『ピュア・ラブIII』監督の解説


第1話
まずは「顔」の話から。皆さんも、朝、洗顔の時、鏡を見て実感されるように、人の顔は毎日少しづつ変わるものです。また、その顔がどの角度から見ると一番引き立つかという問題もあります。木里子や陽春にもやはり、このあたりから撮れば最高というアングルがあり、スタジオ撮影では制限があり、難しいのですが、ロケの時など、カメラマンはベストアングルを求めて二人のまわりをぐるりと一周してみることすらあります。その日の体調や光線の具合もあり、ベストアングルも微妙に変わるからです。ファンの方々にはそれぞれ、あのシーンのあの時の顔が好き、という「顔」があると思いますが、表情以外にも、どの角度から撮ったかという要素も大きいのです。

第2話
この回の見どころは木里子と陽春が始めて食事を共にする7分に及ぶシーンです。
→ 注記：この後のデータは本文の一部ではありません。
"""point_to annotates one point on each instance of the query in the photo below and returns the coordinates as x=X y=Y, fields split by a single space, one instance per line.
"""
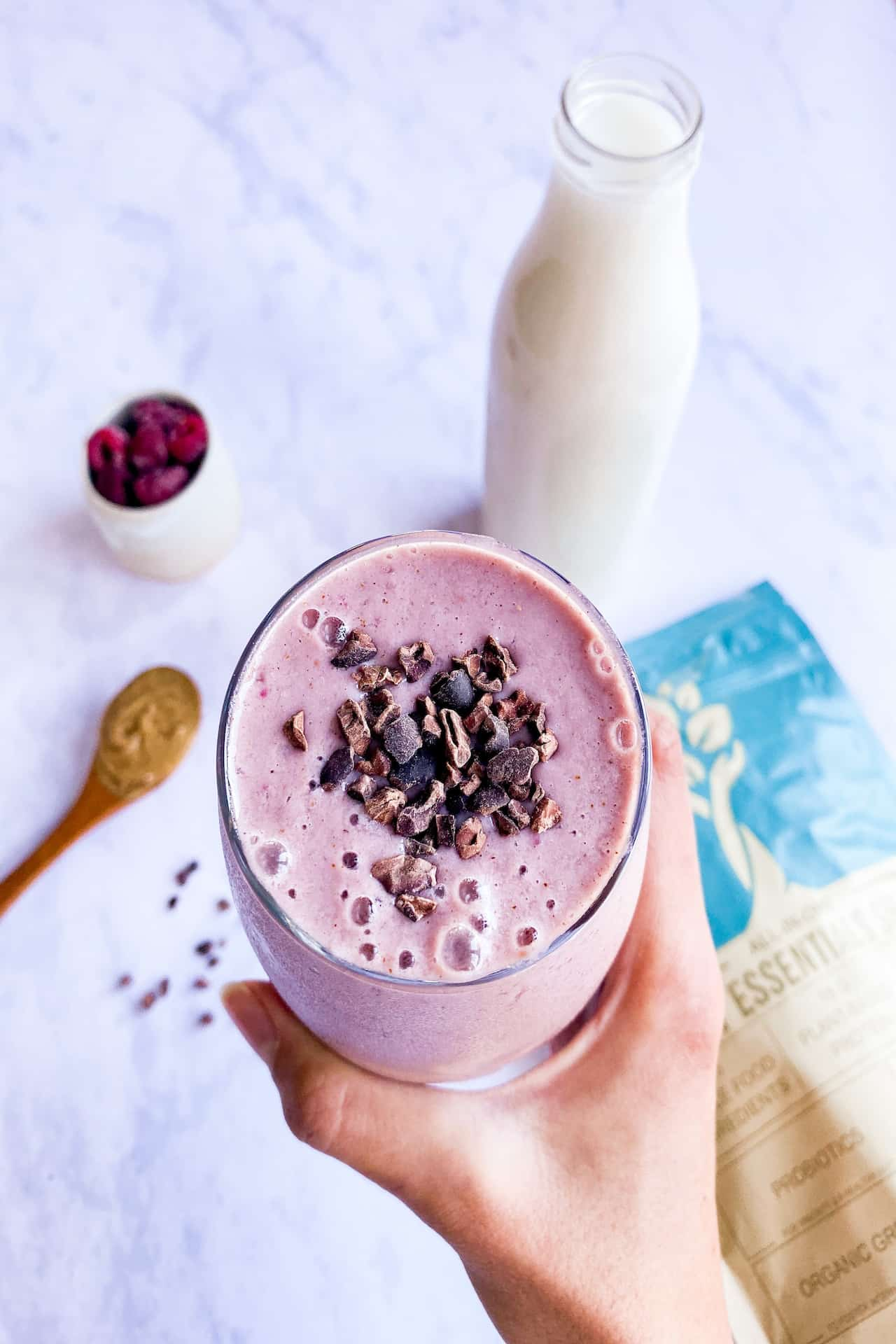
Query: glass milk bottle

今年何本のドラマが放送されたのかわかりませんが、これだけ長く座りっぱなしで動きらしい動きもなく、ゆったりと流れる時間の中で二人が会話をしているだけというシーンのあるドラマは1本もないと思います。木里子と陽春がお互いを気遣いながらも、一緒に時間を過ごせる幸せを精一杯感じながら○○○○○○を食べる「ピュア・ラブ」らしいシーンをお楽しみください。

第3話
色々な人たちの思いや気遣いが交錯する回です。天寧僧堂を出て龍雲寺に帰ってきた陽春が最初にしたことは?宗達の陽春に対する気持ちや忍の裕太に対する気遣い。成田婦長の木里子への心遣いなどが、それぞれの人たちの言葉や態度やしぐさで示されます。そして最後のシーンでは、木里子の陽春に対する想いを皮膚感覚で伝えられないかと考えて、ああいう表現にしてみたのですが、いかがでしょうか?

第4話
宮内さんは「ピュア・ラブII」の最終話での戸ノ山さんのナース変身シーンで手ごたえをつかまれたのか、IIIでは戸ノ山が自分のイメージの世界に勝手に入り込んでしまう、傑作なシーンが数多く用意されています。楠見さんの持ち前の表情の豊かさと動作のスピード感がうまく生かされていて、戸ノ山さつきという役の魅力が倍増したと思います。

第5話
「ピュア・ラブ」をごらんの皆さんから、毎回たくさんの感想や意見、批評などもいただくのですが、その中に現役の小学校女教師の方々からのさまざまな感想があり、色々と考えさせられました。そこでIIIでは授業シーンなどによりこだわって、色々と工夫したつもりですが・・・感じられたことを聞かせていただければ幸いです。